The major problem with promoting a sustainable environment is the non-recognition of alternative and renewable energy sources and the relevant legislation in these instances is vague and contradictory. Notably, the MPRDA does not include alternative or renewable energy sources as part of the definition of ‘petroleum’, which conflicts with the provisions contained in s 12(c) of the 2005 amendment.

If this is not corrected, government’s efforts to spur development with biodiesel/biofuels in the forms of tax concessions and to highlight government programmes may be hindered as a result of this lacuna.

In light of the above, it can be stated that the legislation regulating the liquid petroleum and gas sector does not pose a major hindrance to the implementation of sustainability as a whole.
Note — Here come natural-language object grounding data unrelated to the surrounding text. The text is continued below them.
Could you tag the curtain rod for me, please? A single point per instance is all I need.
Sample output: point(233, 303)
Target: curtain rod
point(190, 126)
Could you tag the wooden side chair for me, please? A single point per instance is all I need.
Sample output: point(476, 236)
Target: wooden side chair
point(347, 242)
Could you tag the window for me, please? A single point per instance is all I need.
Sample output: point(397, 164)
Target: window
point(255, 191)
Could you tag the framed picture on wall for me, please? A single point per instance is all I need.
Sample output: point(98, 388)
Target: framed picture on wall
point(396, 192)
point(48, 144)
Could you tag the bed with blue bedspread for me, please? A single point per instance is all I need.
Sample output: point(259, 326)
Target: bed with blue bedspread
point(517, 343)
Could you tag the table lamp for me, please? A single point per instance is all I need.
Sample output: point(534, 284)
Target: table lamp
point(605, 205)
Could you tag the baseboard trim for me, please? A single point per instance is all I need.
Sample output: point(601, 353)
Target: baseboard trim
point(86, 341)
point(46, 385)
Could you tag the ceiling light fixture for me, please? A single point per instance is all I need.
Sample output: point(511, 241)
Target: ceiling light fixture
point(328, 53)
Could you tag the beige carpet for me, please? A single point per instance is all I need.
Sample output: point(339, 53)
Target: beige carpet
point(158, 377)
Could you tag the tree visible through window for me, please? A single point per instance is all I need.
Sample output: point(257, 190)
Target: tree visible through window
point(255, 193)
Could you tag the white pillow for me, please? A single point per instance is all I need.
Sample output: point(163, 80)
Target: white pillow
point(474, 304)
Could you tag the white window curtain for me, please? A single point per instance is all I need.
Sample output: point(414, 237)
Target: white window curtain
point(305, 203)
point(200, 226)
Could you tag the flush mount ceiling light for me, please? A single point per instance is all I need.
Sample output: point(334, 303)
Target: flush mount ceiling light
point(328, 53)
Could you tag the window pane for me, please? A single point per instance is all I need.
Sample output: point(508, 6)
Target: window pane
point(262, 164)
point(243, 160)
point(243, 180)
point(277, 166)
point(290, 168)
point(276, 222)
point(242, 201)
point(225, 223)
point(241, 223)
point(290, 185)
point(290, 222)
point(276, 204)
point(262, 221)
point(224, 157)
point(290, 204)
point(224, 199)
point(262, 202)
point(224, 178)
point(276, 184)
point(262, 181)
There are clear attempts by the legislature and key stakeholders to address the issue through job creation, environmental protection and in creating a competitive marketplace to foster sustainability in accordance with the three pillars of sustainable development.

In my view, to achieve ultimate sustainability, there must be an appropriate definition providing for alternative energy sources as possible viable sources in order to meet current excess demand. This will be done by balancing the current stock of energy sources with those of new alternative energy sources in the form of biofuel and biomass in order to meet the definition in the Brundtland Report, that is, ‘development that meets the needs of the present without compromising the ability of future generations to meet their own needs’.

Kuvashen Padayachee LLM (Wits) is an attorney at Koikanyang Incorporated in Johannesburg.